Even so, she keeps giving her son Epidiolex because it is legal, consistent and always available.
“It’s not better, but it’s still better than nothing,” she said.
“It also means now he can have it in respite and hospital, I’m not restricted from giving it to him, and nurses and everyone else are able to give it to him without fear of being reprimanded.”
Ms Elwell believed researchers needed to be looking at the whole cannabis plant, not just the main cannabidiol ingredient that is therapeutic, but does not produce a high.
“Without the whole plant it doesn’t seem to work as well,” she said.
“Whether that’s the THC or other parts of the plant they’ve removed, I really don’t know, but I do know that my son was better when he had a little bit of THC.”
Families turn to cheaper black-market cannabis
Ms Suraev said high doses of the psychoactive chemical are potentially dangerous for a child’s brain, but small doses could have big benefits.
“Parents are reporting great success with [extracts that contain some THC] so the question is, is there a novel formulation or a whole-plant extract that might be important in epilepsy that still hasn’t been very well researched?” she said.
“We need more rigorous scientific studies to be able to confirm the parent reports of how effective these cannabis extracts [containing THC] are.”
She added that while governments were taking steps in the right direction by easing access to medicinal cannabis for epileptic children, many families may keep turning to the black market because the products were much cheaper.
“The majority of families we spoke to were provided their [illegal] cannabis products on a compassionate basis, so either for free or by donation,” Ms Suraev said.

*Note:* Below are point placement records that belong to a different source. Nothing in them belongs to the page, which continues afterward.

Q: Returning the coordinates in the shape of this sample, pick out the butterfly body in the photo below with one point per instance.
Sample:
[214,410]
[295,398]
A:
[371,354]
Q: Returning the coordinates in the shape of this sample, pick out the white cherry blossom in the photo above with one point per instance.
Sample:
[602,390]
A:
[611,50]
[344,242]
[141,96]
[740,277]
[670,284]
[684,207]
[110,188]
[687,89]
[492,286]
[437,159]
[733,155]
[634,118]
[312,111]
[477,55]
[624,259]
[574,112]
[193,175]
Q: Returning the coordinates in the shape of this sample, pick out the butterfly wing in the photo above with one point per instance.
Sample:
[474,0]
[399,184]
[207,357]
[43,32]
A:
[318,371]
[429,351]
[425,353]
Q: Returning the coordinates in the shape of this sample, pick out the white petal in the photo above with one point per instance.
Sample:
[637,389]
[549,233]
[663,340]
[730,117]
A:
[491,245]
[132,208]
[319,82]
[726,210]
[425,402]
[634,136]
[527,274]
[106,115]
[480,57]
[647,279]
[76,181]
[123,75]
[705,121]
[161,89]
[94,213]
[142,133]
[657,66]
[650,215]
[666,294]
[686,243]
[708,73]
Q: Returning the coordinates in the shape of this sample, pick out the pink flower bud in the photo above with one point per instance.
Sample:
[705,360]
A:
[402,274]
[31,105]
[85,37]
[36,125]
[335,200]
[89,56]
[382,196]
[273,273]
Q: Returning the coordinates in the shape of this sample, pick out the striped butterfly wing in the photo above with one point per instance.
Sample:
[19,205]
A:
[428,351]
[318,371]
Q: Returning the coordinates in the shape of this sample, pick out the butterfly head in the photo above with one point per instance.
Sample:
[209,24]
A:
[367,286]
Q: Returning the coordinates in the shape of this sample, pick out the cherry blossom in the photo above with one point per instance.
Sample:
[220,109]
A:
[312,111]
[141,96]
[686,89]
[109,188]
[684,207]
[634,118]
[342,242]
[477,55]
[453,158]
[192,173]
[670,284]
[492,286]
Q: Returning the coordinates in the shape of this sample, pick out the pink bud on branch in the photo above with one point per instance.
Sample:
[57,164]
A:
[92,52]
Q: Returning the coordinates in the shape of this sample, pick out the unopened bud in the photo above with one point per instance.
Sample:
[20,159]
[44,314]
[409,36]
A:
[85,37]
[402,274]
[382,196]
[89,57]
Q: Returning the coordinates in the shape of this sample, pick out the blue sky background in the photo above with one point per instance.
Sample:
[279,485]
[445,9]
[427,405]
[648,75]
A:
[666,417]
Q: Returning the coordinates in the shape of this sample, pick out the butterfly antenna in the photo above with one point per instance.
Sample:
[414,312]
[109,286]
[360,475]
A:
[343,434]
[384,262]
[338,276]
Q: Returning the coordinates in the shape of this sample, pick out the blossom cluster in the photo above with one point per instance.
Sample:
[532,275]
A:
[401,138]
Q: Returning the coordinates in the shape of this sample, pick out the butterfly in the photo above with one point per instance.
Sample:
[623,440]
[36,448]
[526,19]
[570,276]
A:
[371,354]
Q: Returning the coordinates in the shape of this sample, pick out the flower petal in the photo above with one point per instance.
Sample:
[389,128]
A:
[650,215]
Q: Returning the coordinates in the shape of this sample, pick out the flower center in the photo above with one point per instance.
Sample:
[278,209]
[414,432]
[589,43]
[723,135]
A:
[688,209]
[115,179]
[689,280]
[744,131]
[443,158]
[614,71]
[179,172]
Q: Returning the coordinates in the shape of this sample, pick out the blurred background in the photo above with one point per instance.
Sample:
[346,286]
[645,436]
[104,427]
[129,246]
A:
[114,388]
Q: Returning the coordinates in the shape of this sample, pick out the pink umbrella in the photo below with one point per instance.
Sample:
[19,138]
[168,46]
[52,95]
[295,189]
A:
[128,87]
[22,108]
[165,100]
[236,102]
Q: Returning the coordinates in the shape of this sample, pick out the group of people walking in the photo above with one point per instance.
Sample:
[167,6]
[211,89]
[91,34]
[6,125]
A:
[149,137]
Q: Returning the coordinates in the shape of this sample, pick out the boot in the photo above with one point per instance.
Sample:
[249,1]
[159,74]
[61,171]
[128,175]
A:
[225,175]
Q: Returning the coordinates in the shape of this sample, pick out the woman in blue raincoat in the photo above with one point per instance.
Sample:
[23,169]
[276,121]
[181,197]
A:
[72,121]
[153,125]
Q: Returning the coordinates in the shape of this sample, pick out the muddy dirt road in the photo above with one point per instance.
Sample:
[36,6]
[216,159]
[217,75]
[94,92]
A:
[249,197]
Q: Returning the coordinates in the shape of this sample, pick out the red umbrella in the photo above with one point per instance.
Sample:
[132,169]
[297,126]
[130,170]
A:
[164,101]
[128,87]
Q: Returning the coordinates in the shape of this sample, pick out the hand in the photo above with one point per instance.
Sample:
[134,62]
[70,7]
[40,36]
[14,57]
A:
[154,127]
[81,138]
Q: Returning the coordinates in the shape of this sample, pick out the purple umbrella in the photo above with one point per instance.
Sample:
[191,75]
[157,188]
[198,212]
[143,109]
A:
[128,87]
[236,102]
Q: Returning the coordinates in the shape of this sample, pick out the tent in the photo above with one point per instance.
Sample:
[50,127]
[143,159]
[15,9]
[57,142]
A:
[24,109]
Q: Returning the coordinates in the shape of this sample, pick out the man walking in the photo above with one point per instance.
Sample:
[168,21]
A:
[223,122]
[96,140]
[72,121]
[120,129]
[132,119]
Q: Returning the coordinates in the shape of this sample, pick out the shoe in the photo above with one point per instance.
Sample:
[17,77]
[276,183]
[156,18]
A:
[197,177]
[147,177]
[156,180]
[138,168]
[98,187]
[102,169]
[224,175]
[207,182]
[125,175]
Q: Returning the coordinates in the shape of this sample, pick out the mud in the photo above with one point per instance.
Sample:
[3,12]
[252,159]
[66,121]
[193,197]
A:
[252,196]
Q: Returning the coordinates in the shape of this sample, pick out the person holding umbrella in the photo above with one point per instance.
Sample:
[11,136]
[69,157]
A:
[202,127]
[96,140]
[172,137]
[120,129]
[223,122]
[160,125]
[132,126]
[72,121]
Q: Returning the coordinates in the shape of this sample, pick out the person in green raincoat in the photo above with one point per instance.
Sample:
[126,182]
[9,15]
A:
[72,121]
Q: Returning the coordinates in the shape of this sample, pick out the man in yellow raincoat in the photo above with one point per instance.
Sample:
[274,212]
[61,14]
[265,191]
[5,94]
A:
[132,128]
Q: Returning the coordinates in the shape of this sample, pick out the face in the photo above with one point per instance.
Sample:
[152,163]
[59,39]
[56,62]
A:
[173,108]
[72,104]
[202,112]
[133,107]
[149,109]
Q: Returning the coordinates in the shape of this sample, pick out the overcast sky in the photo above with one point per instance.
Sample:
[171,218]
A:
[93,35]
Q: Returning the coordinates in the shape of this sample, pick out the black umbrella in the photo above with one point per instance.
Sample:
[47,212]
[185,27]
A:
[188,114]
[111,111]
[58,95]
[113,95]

“For the remaining families, they paid around $270 for a month’s worth of product, which equates to around $10 a day.
“When you compare it with the current legal schemes… for a child with epilepsy a legal product costs around $1,100 per week and this equates to around $160 a day.
“In a year that’s about $60,000 and that’s a huge discrepancy and that is something that the average family simply could not afford.”